Par contre, elle ne parvenait pas à reconnaître celui qui venait de s'asseoir à côté d'elle. La faible déformation du matelas était l'indice d'une personne légère, ce qui excluait donc Jevin qui serait passé pour un deuxième service ou Brun voulant s'assurer du bon état de ses propriétés. Mais cela incluait quasiment toutes les femmes du harem. L'arrivant gardait le silence, elle allait devoir se retourner pour l'identifier, mais elle n'en avait aucune envie.
— Tu dors, demanda finalement une voix à l'accent imprégné de consonances orientales.
Elle la reconnut aussitôt. Elle n'avait pas trois amies en ce lieu, mais quatre. La dernière ayant disparu, elle ne pensait plus à elle. Quelle compagne idéale elle faisait ! « loin des yeux, loin du cœur » comme disaient les Naytains.
— Nëjya.
Elle se mit sur le dos pour regarder sa visiteuse.
— Tu es de retour, constata-t-elle. Où étais-tu passée ?
— Au sous-sol avec les lavandières. On m'a présenté ça comme une punition, mais au moins j'étais à l'abri de...
Elle ne parvenait pas à prononcer le nom. Mais il faut dire qu'elle avait plus souffert de cet homme que Deirane. Elle lui appartenait, il pouvait faire d'elle quasiment ce qu'il voulait et il ne s'en était pas privé. Ce qu'il avait fait subir une fois à Deirane, elle le vivait quotidiennement depuis son retour de mission.
— En tout cas, j'ai une bonne nouvelle. Deux en fait. Il ne nous embêtera plus. Et Larein non plus.
Deirane savait qu'elle aurait dû parler, demander pourquoi. Mais elle ne pouvait pas. Elle attendit que son amie continuât.
— Il est parti. Brun l'a mis dehors.
Comme les autres, elle finit par s'allonger à côté de Deirane, mais elle ne la toucha pas.
— Je suis soulagée, mais je regrette ce qu'il a dû faire pour qu'on le bannisse.
— Je ne comprends pas, dit Deirane.
— Il est parti à cause de ce qu'il t'a fait subir.
— À moi ? Pas à toi ?
— Moi, Brun s'en fiche. C'est uniquement toi qui l'intéresses.
Ce que disait Nëjya était parfaitement logique.
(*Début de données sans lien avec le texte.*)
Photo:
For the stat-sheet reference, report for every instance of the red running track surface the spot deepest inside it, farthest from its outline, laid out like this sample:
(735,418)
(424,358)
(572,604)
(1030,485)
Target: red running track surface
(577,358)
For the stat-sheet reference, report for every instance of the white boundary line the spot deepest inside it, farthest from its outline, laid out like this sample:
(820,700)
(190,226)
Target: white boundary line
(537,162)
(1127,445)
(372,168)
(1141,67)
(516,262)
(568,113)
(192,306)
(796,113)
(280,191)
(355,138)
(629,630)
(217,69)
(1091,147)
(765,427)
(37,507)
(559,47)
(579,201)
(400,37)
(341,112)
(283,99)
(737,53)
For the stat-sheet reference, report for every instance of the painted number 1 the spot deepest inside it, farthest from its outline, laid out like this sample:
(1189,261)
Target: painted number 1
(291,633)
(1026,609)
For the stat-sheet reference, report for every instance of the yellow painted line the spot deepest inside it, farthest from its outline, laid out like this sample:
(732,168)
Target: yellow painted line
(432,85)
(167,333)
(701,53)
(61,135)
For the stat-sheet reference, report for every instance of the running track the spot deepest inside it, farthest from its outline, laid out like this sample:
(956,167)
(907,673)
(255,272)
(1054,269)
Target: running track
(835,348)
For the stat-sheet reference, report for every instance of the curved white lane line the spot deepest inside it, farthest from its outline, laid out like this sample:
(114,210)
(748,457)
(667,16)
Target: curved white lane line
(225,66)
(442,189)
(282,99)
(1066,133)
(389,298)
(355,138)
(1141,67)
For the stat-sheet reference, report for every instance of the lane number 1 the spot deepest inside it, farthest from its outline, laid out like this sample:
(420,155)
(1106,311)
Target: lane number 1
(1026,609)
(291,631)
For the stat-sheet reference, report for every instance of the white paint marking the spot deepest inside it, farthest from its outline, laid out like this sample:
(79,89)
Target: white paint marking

Jamais Brun n'aurait levé le petit doigt pour aller au secours d'une esclave qui ne lui appartenait pas. Par contre, Orellide l'aurait fait. Surtout si cela mettait le prince tant haï en difficulté. Sauf que, tôt ou tard, Jevin aurait débusqué la Samborren dans son refuge et le calvaire aurait recommencé.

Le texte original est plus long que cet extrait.